— Limpem a cabeça e a apresentem a lorde Anjo. — Uraga olhou para os portões do castelo e murmurou, antes de se afastar: — Os covardes me repugnam.
Naquela noite, quando era seguro, Hiraga e os outros se esgueiraram do porão, que fora escolhido com antecedência. Por caminhos diferentes, seguiram para sua casa segura.
O céu estava nublado, a noite era escura, o vento forte espalhava a chuva por todos os lados. Não vou sentir frio, não vou sentir desconforto, sou um samurai, Hiraga disse a si mesmo, seguindo o padrão de treinamento que era mantido em sua família desde que podia se lembrar. Assim como treinarei meus filhos e filhas... se meu karma é ter filhos e filhas, pensou ele.
— É tempo de você casar — dissera o pai, um ano antes.
— Concordo, pai. Respeitosamente, solicito que mude de opinião, e me permita escolher meu próprio casamento.

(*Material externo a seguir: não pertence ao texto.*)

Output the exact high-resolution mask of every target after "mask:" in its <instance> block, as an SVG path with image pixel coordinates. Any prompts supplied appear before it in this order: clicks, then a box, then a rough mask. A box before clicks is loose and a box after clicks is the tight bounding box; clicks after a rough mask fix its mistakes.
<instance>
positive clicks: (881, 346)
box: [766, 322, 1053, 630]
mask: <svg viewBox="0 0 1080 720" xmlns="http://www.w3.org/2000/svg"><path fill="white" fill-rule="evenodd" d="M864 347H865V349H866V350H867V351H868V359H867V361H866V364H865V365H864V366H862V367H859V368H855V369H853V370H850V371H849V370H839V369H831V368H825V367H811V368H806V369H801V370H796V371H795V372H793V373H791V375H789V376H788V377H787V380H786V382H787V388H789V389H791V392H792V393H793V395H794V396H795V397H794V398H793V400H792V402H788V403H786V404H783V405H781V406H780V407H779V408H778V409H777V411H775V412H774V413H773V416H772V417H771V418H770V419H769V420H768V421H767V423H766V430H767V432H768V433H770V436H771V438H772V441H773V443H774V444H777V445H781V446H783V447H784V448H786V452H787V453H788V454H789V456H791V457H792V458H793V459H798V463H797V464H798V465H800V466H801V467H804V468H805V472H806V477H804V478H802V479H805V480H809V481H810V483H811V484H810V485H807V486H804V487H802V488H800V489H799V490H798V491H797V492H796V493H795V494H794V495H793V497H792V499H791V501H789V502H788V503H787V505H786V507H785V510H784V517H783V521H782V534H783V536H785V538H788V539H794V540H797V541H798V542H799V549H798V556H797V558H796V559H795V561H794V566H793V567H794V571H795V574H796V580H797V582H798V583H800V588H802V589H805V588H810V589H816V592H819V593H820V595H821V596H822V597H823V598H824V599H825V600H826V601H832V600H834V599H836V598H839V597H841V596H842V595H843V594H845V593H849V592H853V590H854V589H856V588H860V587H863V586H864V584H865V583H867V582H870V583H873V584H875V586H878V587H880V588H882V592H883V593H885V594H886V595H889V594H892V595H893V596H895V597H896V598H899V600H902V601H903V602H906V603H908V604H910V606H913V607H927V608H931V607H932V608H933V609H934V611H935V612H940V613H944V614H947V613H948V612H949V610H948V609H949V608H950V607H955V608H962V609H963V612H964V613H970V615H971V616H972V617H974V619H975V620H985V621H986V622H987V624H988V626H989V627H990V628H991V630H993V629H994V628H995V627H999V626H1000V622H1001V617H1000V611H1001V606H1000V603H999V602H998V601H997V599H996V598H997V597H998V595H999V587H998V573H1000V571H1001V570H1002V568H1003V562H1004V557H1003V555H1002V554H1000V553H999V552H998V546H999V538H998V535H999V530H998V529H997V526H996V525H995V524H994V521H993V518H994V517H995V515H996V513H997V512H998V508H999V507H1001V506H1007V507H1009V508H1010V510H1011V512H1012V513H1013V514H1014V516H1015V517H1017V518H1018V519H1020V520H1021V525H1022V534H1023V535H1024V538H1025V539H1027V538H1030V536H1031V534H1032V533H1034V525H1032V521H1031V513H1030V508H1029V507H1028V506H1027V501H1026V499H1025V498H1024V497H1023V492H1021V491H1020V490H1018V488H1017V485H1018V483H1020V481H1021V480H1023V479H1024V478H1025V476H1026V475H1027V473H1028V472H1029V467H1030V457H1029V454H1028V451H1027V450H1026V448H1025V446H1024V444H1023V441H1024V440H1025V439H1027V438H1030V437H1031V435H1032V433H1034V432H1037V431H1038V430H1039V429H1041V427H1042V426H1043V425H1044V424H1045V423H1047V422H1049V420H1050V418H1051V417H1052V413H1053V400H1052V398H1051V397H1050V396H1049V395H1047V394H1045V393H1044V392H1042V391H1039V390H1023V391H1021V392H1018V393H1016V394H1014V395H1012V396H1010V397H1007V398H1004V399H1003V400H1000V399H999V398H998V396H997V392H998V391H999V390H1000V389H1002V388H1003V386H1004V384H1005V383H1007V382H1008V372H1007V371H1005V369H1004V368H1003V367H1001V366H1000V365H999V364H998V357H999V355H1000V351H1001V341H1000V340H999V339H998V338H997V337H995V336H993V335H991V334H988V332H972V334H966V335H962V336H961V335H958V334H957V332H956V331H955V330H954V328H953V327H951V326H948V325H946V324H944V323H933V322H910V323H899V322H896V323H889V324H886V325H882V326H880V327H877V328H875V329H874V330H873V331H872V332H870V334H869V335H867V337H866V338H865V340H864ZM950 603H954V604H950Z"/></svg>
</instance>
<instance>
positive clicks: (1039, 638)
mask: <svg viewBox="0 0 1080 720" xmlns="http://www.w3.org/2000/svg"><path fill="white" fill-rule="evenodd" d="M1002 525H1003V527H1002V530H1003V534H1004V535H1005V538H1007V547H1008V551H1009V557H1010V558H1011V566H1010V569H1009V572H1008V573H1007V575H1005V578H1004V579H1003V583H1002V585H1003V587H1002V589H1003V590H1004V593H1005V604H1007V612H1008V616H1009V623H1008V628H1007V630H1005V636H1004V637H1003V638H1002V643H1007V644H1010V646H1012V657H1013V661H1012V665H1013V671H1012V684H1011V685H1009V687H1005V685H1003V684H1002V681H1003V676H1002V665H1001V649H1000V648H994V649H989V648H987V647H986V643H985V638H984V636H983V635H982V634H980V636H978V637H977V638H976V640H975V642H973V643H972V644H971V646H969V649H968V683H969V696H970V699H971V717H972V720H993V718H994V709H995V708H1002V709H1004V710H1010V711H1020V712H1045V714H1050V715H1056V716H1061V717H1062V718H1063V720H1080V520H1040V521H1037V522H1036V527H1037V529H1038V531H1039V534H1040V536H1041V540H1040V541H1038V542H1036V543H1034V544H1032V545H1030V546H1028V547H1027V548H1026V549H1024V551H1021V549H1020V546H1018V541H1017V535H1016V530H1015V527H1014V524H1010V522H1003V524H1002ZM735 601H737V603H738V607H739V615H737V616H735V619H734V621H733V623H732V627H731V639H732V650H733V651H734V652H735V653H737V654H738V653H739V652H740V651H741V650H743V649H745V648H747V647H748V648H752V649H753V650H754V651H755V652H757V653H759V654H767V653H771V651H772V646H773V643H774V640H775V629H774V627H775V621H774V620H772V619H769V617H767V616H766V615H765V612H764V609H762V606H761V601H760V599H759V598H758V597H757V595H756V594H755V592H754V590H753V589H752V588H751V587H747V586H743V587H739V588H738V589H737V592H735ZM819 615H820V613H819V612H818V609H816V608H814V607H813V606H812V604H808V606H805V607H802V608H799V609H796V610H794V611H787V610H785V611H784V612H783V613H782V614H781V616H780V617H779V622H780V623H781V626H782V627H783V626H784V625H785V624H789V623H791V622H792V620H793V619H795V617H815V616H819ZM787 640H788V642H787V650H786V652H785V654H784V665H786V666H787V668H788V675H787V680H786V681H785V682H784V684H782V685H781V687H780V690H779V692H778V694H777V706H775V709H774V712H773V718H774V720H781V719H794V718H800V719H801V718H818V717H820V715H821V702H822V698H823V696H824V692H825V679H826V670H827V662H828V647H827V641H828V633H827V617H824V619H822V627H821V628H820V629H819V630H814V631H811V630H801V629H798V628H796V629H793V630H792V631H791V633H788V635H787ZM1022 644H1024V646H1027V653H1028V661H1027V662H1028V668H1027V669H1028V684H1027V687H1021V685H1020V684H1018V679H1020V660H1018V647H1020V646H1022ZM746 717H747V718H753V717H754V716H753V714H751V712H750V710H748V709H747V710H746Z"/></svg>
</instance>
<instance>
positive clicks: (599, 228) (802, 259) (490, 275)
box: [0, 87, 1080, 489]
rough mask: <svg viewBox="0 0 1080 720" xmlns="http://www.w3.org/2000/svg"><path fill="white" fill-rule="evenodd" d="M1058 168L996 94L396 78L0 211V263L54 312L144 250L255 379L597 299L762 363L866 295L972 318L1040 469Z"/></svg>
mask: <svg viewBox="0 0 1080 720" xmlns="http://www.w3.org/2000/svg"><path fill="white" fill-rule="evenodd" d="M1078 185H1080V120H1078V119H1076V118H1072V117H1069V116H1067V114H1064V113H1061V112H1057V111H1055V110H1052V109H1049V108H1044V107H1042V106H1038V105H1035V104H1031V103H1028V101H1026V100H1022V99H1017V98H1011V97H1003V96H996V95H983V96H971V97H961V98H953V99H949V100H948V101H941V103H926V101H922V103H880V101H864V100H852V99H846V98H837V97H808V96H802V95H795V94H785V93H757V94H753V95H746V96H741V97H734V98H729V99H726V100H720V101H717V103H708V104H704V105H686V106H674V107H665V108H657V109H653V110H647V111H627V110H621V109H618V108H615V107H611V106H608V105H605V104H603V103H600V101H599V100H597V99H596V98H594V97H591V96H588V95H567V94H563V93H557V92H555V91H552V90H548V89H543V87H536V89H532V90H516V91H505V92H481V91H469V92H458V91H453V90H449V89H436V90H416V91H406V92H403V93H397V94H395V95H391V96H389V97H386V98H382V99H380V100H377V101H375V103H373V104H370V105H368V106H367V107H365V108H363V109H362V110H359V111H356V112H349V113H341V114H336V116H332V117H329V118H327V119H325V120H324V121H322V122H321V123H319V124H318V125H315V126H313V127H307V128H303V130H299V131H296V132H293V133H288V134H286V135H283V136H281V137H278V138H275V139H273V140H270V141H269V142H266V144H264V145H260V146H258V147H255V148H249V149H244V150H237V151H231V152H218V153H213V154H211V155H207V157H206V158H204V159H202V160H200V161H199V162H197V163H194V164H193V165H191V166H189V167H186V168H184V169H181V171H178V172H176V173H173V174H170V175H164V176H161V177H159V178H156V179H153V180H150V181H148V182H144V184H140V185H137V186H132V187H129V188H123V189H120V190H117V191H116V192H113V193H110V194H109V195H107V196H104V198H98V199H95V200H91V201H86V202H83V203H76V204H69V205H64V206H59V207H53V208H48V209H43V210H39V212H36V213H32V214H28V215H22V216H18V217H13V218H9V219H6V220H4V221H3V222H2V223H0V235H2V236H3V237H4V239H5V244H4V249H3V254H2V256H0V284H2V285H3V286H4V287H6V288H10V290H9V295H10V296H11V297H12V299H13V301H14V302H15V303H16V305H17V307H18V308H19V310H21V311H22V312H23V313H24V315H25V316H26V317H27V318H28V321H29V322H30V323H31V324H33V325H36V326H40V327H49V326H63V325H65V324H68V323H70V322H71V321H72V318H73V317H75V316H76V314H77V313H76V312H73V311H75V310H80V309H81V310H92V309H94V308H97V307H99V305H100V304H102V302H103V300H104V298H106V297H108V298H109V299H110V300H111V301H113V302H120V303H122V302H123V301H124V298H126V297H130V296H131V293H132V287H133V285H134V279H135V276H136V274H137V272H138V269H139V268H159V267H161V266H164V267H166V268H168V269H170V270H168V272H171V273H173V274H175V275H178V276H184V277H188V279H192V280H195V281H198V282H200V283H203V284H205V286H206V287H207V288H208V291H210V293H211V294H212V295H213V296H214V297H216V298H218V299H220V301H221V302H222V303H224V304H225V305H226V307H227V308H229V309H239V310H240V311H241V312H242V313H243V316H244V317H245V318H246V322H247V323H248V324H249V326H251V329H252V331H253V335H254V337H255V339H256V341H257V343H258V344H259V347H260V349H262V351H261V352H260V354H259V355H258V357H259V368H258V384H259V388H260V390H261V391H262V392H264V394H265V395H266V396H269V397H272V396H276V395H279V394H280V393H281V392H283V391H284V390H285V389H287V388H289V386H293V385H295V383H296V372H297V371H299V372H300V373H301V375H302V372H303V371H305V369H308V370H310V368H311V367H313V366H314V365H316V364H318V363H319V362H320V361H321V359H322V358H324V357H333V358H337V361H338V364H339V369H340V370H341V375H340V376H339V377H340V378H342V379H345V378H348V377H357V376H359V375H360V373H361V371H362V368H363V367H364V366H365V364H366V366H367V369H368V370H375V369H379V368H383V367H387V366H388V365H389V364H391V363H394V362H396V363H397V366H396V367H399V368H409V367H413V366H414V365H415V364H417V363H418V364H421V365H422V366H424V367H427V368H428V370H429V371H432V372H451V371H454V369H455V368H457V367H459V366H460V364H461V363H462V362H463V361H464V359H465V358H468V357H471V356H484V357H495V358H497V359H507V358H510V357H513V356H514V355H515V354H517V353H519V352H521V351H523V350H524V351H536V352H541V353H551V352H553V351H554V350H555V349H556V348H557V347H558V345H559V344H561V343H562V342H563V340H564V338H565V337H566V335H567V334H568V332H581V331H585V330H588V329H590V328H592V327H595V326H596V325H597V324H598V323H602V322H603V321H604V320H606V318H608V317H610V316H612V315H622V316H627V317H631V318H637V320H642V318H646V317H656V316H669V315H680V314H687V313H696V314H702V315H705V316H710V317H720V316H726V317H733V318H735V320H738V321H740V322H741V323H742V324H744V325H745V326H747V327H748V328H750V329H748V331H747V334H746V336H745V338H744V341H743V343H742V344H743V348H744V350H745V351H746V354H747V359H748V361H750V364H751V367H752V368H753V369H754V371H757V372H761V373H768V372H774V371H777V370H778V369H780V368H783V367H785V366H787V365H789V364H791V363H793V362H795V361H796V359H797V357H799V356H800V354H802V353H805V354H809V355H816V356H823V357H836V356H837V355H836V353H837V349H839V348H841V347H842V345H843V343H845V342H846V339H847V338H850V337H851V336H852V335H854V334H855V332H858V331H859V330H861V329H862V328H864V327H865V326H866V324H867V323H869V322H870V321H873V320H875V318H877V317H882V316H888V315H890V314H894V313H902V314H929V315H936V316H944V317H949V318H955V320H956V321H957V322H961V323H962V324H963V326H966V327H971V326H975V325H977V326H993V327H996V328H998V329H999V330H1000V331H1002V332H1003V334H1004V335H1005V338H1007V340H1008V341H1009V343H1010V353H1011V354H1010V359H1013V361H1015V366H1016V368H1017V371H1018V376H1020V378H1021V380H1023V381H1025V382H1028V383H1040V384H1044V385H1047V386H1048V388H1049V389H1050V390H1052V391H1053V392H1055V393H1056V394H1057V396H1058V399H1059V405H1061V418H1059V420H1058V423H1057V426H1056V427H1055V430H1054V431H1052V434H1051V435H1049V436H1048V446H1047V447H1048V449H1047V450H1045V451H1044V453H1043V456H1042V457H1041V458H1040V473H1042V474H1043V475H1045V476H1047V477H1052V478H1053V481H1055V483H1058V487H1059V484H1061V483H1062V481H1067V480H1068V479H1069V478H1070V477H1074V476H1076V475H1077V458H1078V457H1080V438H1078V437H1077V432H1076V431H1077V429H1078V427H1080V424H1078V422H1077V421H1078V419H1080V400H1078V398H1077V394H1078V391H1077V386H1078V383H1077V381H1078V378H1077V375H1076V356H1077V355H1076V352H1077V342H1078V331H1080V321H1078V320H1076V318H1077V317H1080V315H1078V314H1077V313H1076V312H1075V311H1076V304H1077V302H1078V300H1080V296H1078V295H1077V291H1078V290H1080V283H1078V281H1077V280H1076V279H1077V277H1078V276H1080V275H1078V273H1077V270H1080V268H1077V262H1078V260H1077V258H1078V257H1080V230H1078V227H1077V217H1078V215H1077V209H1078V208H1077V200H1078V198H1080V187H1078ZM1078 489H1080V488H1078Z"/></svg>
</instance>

— Primeiro, é dever do filho obedecer ao pai, segundo, é dever do pai escolher as esposas de seus filhos e os maridos de suas filhas, terceiro, o pai de Sumomo não aprova, ela é Satsuma, não Choshu, e por último, embora desejável, ela não é aceitável. O que me diz da moça Ito?
— Por favor, pai, peço que me perdoe. Concordo que minha escolha não é perfeita, mas a família dela é samurai, ela foi treinada como samurai, e me conquistou por completo. Eu lhe suplico. Tem quatro outros filhos... só tenho uma vida, e nós, você e eu, concordamos que será devotada a Sonno-joi; assim, será uma vida curta. Conceda-me isso como o desejo de toda a minha vida.
Pelo costume, o pedido era da maior gravidade, o que significava que, se atendido, excluiria a possibilidade de qualquer outra solicitação.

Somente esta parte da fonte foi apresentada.